U.S.-China economic ties have expanded substantially over the past three decades. Total U.S.-China trade (Current $ market value of Exports+Imports) rose from $2 billion in 1979 (when economic reforms began) to around $600 billion in 2016. In the same year, China was the United States’ second-largest trading partner (After Canada), its third-largest export market, and its largest source of imports.
Many U.S. firms view participation in China’s market as critical to staying globally competitive. General Motors (GM), for example, which has invested heavily in China, sold more cars in China than in the United States each year from 2010 to 2015. In addition, U.S. imports of lower-cost goods from China greatly benefit U.S. consumers, and U.S. firms that use China as the final point of assembly for their products, or use Chinese-made inputs for production in the United States, are able to lower production costs. China is the second-largest foreign holder of U.S. Treasury securities ($1.1 trillion as of October 2016), and its purchases of U.S. government debt help keep U.S. interest rates low.
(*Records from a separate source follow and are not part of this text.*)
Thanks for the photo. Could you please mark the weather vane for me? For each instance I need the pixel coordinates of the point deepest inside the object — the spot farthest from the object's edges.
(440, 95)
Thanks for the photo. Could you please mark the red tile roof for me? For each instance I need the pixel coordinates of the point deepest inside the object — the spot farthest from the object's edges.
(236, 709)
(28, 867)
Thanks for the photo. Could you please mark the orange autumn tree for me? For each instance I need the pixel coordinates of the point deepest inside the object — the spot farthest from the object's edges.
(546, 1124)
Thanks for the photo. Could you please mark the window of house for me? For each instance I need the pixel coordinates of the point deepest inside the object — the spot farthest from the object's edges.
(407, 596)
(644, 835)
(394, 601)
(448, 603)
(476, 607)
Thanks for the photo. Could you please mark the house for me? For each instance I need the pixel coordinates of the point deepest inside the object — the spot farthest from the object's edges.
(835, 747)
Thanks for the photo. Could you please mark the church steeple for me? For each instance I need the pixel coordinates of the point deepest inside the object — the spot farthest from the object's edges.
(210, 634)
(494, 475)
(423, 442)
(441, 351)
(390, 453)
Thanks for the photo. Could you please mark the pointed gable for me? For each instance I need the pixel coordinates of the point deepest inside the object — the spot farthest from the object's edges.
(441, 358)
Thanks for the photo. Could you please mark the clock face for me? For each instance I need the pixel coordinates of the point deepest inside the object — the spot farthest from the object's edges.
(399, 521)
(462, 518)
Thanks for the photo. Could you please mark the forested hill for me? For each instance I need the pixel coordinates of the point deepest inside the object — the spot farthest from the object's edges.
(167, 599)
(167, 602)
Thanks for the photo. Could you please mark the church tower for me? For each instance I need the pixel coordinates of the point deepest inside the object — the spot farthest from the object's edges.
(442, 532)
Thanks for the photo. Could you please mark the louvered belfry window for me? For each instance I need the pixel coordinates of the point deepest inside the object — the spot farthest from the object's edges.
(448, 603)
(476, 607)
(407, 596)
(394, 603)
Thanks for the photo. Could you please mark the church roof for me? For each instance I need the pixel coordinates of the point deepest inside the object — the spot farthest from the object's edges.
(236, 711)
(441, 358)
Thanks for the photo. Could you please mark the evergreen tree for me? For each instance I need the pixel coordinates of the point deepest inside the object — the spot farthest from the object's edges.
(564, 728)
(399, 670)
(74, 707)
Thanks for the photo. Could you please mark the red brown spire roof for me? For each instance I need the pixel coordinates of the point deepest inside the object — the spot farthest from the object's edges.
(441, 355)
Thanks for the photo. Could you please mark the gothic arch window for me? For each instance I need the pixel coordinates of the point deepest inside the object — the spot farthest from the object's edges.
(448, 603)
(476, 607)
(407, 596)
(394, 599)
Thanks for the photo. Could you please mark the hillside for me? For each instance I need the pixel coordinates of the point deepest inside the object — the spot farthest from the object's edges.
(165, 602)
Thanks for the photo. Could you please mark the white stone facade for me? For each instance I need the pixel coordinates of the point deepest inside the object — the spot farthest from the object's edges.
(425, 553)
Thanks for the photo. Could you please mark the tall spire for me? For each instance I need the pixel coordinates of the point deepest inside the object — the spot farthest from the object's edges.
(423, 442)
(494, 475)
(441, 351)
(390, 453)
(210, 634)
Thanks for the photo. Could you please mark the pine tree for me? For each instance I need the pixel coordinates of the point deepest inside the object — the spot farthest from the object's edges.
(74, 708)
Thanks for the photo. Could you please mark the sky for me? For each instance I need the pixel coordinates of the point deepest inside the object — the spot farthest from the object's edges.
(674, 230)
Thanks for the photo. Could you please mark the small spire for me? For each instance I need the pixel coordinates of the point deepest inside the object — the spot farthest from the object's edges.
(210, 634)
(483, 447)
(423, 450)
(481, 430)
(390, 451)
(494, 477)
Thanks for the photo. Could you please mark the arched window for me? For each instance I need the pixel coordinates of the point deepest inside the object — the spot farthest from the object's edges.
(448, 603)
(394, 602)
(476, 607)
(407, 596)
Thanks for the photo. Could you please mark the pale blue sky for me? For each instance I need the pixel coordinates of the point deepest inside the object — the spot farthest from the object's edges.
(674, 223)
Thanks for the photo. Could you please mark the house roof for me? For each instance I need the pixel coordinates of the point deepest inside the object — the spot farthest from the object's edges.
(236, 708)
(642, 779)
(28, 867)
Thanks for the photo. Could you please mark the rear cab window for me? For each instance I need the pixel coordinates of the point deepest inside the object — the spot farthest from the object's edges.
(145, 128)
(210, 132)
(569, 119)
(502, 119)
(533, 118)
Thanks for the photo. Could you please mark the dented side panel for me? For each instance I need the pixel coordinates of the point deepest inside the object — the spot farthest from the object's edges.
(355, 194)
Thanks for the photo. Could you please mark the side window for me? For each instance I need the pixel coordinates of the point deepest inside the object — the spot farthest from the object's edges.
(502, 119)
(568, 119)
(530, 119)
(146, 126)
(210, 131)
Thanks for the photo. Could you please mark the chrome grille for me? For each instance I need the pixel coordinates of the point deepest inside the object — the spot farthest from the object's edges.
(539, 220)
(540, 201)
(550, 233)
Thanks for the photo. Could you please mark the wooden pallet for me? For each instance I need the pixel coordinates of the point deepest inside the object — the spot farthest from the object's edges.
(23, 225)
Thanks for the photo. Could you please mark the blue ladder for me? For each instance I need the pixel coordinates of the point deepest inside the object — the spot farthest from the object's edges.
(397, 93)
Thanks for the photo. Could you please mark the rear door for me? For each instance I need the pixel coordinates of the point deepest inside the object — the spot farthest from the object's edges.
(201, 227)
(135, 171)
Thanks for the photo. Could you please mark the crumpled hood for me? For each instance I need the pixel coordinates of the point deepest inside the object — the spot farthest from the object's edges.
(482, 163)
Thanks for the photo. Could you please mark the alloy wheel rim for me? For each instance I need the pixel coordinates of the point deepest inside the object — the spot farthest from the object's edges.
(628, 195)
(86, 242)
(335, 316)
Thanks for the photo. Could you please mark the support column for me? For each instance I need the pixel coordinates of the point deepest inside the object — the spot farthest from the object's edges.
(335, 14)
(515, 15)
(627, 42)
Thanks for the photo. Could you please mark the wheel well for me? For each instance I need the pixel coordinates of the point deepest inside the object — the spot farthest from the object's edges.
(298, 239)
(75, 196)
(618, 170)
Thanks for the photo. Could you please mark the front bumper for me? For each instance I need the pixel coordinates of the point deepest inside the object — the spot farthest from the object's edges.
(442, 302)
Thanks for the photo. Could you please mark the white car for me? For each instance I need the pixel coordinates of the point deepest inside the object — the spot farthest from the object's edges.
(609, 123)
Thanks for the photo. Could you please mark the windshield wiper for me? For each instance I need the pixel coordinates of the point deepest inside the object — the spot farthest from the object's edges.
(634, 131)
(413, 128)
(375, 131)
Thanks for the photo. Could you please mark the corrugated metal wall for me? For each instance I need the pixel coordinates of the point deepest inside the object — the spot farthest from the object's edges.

Over the last eight years, Chinese President Xi Jinping (and his predecessor, Hu Jintao) along with U.S. President Barack Obama managed to strengthen trade ties, and increase the expansion of trade volume. However, under Trump administration, bilateral trade relations between China and the United States are likely to experience some disturbances, which exposes the fact that the ever-growing bilateral economic and trade relations lack a deserved institutional framework, and still can be dependent on personal views of political leaders on both sides. Trump believes that the expansion of economic ties between the US and China has costed many Americans their jobs, which have been outsourced to China over the past decades. One promise of his presidential campaign was to work on restoring American jobs, especially manufacturing jobs that were lost to competition to lower waged Chinese workers. However, the US as a member of the World Trade Organization is constrained in its scope of action. Within the WTO framework, the United States under Trump is expected to press China harder on trade cases, intellectual property rights infringement, and the exfiltration of commercially valuable proprietary data (aka, cyber-enabled economic espionage); and it may continue to make noise about China’s deliberately devalued currency that makes its imports more competitive. It is important to note that the current U.S. goods trade deficit with is around $1 Billion a day!
After Trump’s recent move with the executive order withdrawing the US from Trans Pacific Partnership (TPP) (a trade agreement between Australia, Brunei, Canada, Chile, Japan, Malaysia, Mexico, New Zealand, Peru, Singapore, the United States and Vietnam), the new US administration seems to be taking the US economy from a period that has been characterized by a continual lowering of barriers and expansion of ties with trading partners, to the opposite direction. This direction will most likely affect the trade relations between the two world economic poles, the USA and the People’s Republic of China.